Question

The maximum velocity of an enzymatic reaction is 0.4 mole/sec. At 5 mM concentration of the substrate, the reaction velocity was found to be 0.2 mole/sec. If the enzyme shows standard Michaelis-Menten kinetics, the rate of the reaction at 10 mM substrate concentration in mole/sec is ............ (decimal digits up to 3 places)

Hint:

For Michaelis-Menten kinetics, use the equation \( v = \frac{V_{\text{max}} [S]}{K_m + [S]} \) to calculate reaction velocities at different substrate concentrations.

Answer 1

Correct Answer: 0.261

Step 1: Use the Michaelis-Menten equation.
The Michaelis-Menten equation for enzyme kinetics is: \[ v = \frac{V_{\text{max}} [S]}{K_m + [S]}, \] where \( v \) is the reaction velocity, \( V_{\text{max}} \) is the maximum velocity, \( [S] \) is the substrate concentration, and \( K_m \) is the Michaelis constant.

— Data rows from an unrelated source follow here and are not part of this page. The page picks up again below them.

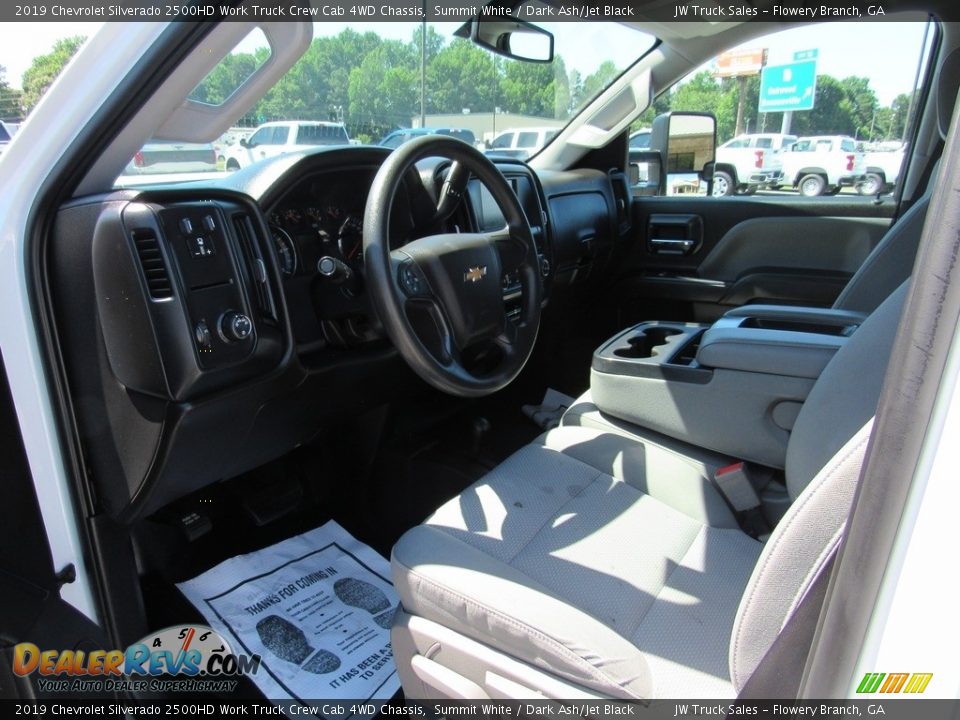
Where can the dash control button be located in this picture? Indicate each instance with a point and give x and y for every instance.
(411, 280)
(202, 335)
(201, 246)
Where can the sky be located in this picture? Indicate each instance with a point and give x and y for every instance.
(886, 53)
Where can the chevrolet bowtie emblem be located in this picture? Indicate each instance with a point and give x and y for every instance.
(474, 274)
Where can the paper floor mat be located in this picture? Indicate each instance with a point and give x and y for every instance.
(317, 610)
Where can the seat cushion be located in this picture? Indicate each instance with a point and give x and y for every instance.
(579, 556)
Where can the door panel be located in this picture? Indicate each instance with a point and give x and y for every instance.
(770, 249)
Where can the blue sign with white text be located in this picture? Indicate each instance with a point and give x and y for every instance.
(788, 87)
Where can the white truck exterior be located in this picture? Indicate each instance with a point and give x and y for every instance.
(276, 138)
(748, 162)
(884, 165)
(822, 164)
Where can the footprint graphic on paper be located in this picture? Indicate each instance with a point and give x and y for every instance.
(287, 642)
(363, 595)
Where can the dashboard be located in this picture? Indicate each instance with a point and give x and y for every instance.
(210, 328)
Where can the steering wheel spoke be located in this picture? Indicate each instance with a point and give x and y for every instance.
(440, 298)
(509, 247)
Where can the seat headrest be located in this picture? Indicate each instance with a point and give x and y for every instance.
(948, 84)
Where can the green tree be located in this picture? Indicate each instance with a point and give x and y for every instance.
(462, 76)
(45, 69)
(528, 89)
(383, 89)
(861, 104)
(9, 98)
(897, 124)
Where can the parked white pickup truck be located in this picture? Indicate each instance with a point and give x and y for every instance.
(883, 166)
(822, 164)
(276, 138)
(748, 162)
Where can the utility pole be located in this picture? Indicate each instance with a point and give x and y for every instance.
(741, 101)
(423, 67)
(785, 124)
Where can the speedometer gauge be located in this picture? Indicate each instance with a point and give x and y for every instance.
(286, 251)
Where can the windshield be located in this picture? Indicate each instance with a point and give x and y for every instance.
(360, 83)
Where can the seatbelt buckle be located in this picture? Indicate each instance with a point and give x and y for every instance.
(737, 488)
(734, 482)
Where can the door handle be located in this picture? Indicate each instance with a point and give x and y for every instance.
(674, 234)
(665, 246)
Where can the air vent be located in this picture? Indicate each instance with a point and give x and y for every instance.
(254, 261)
(152, 263)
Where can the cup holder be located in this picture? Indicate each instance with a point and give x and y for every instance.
(646, 343)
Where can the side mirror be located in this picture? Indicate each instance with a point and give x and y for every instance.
(514, 39)
(687, 145)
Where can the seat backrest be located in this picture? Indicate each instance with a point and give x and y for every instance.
(824, 457)
(888, 264)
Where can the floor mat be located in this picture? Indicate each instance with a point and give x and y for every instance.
(316, 608)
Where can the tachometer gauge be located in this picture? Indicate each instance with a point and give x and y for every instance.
(286, 251)
(350, 240)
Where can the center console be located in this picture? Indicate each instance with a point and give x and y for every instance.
(735, 387)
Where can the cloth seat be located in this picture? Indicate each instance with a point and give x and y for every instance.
(591, 562)
(574, 522)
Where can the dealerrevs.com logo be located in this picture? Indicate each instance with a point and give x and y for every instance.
(185, 658)
(910, 683)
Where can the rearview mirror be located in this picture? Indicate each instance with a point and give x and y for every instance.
(687, 143)
(514, 39)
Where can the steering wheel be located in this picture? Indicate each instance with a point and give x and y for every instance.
(440, 297)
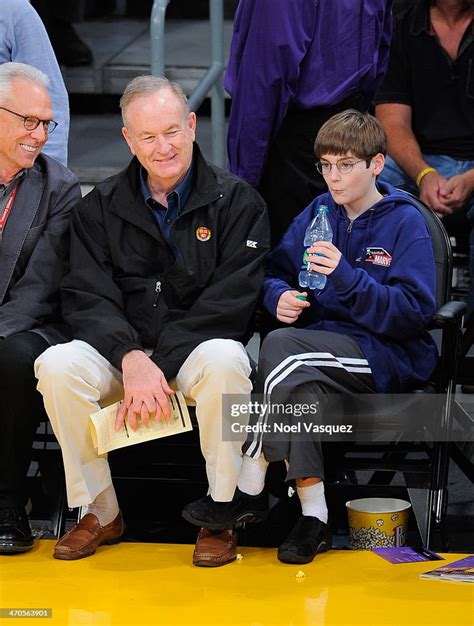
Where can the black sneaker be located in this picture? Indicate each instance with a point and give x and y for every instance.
(15, 531)
(207, 513)
(308, 537)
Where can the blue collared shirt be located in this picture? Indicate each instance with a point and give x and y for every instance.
(166, 217)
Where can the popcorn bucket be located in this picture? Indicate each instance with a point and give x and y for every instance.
(377, 522)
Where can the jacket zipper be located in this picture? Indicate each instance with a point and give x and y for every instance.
(348, 231)
(157, 293)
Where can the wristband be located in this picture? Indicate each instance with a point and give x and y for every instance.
(423, 173)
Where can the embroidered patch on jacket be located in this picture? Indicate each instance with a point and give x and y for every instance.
(203, 233)
(378, 256)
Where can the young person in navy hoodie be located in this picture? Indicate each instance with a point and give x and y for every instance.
(363, 333)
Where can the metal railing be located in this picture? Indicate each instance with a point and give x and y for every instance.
(211, 81)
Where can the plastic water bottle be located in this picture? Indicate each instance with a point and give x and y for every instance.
(319, 230)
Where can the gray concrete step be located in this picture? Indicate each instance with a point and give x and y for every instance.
(121, 49)
(98, 150)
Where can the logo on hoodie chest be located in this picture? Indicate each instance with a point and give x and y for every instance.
(378, 256)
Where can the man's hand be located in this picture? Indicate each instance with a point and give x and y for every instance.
(324, 257)
(289, 307)
(456, 191)
(431, 187)
(146, 391)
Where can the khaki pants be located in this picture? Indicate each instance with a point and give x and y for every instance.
(76, 380)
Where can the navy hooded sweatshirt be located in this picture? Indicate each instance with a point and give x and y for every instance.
(382, 293)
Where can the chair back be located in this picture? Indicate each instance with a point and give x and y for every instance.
(442, 252)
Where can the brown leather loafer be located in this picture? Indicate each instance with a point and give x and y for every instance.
(86, 536)
(214, 548)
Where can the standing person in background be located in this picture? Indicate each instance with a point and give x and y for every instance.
(426, 106)
(58, 16)
(23, 39)
(292, 66)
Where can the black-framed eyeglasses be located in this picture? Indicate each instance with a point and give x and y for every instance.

Step 2: Solve for \( K_m \).
At a substrate concentration of 5 mM, the reaction velocity is 0.2 mole/sec. We can substitute these values into the equation: \[ 0.2 = \frac{0.4 \times 5}{K_m + 5}. \] Solving for \( K_m \): \[ 0.2(K_m + 5) = 2 $\Rightarrow$ 0.2K_m + 1 = 2 $\Rightarrow$ 0.2K_m = 1 $\Rightarrow$ K_m = 5. \]

Step 3: Use the value of \( K_m \) to calculate the rate at 10 mM substrate concentration.
Now, substitute \( K_m = 5 \) and \( [S] = 10 \) mM into the Michaelis-Menten equation: \[ v = \frac{0.4 \times 10}{5 + 10} = \frac{4}{15} = 0.2667 \, \text{mole/sec}. \]

Step 4: Conclusion.
The reaction rate at 10 mM substrate concentration is 0.267 mole/sec.